Well, that didn’t work. My pickled cabbage tastes great, but the stench it emits is such that I’m afraid to try the pickle juice. The kombucha was a lost cause. I let my second attempt (the effort to fix the first attempt) sit too long and wound up with a giant SCOBY and a liquid that smelled like nail polish remover. Nope, nope, nope. I threw the whole thing out and started over last weekend with a bottle of store-bought kombucha and some sweet tea. The new SCOBY is forming now, as the wisdom of the internet foretold.

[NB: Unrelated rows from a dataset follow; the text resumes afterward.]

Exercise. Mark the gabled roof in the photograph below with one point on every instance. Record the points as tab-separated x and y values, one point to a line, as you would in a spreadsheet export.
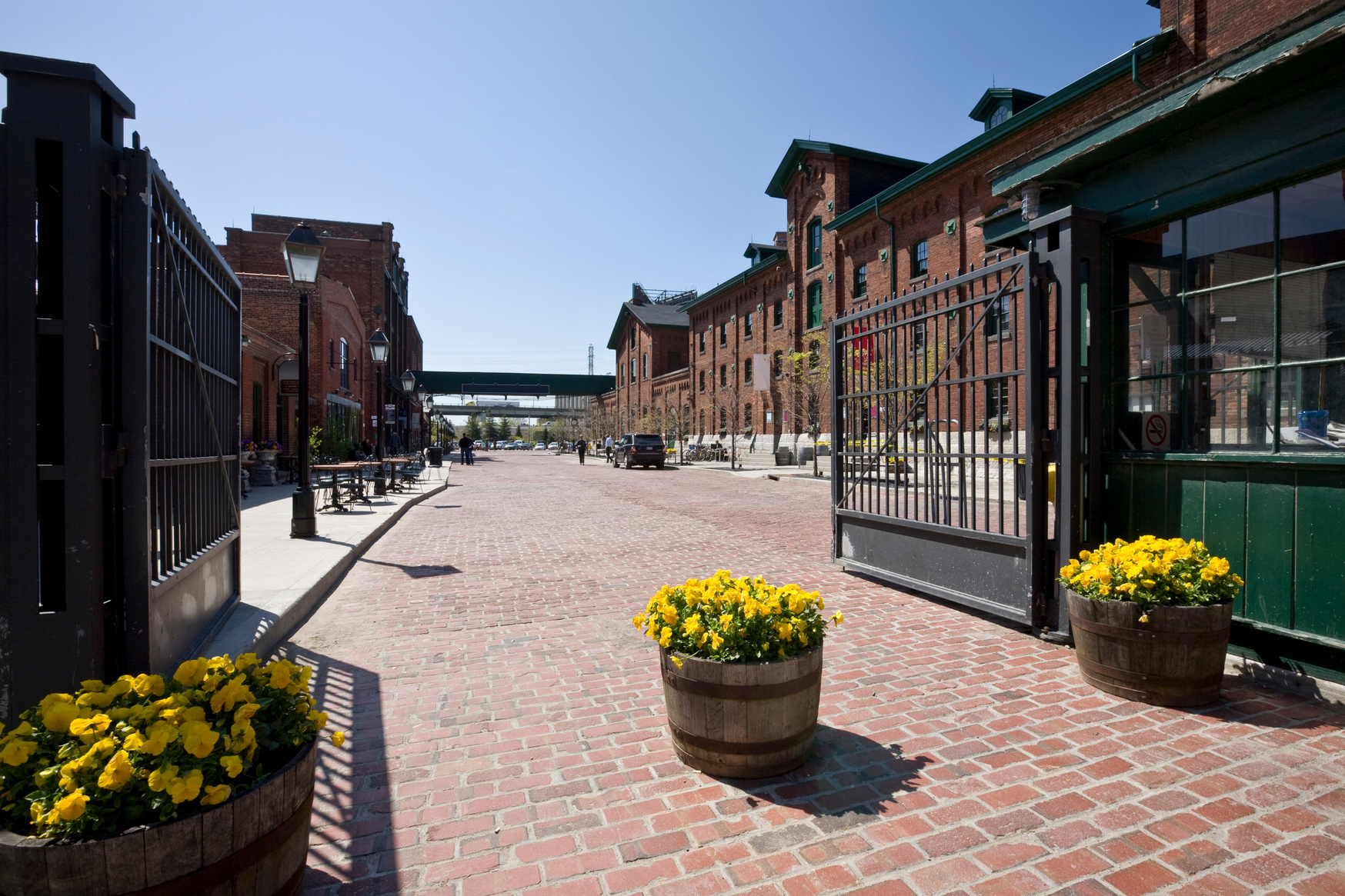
992	97
650	315
795	155
1106	73
766	264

This time I think I’ll keep the cabbage and the kombucha away from each other. The internet tells me that’s a good idea.

Plugged Back In To Matrix

Never have I so jonesed for a smart phone as I did for my refurbished iPhone 5s after the Blackberry died. Accordingly, my phone was the only one of the four that were mailed to us that couldn’t be left at the doorstep by the mail carrier, and I forgot to take the pick-up slip to work with me the following day, and then I forgot to take the SIM card with me back to the office so I could activate the new phone after my lunch-time sprint to the post office, and then I forgot to bring a paperclip or something similar with me so that I could open the SIM slot and put in the card while I was waiting to pick up TeenBot from his job, and then the lead from the pencil I used to open the slot broke in the phone when I was trying to get the card back out so I could write down its number (the phone refusing to serve up this info until I could offer it wi-fi or a cellular connection to the world). I was in such bad shape that my 16 year-old rightly chastised me for being overly dependent on my smart phone. Happily, I found a paper clip in my car while waiting for my dinner partner to meet me at the Red Lobster last night, and thus I was reconnected to the zeitgeist.

(I trust it will not violate the Hatch Act if I say that I got all weepy listening to the coverage of Hillary Clinton being nominated by the Democratic Party. I genuinely believe I would have felt the same had she been a Republican. I guess it’s like my reaction to reading about women being admitted to combat roles in the military – it just touched a raw spot and made me sob out of nowhere. It feels good to see those doors opening after a lifetime of knowing they were closed.)

Tomorrow I’ll be going to an open house for would-be election officers. The city of Alexandria is offering us “patriotic refreshments.” I assume they don’t mean corn whisky or hard cider, but I’ll go anyway.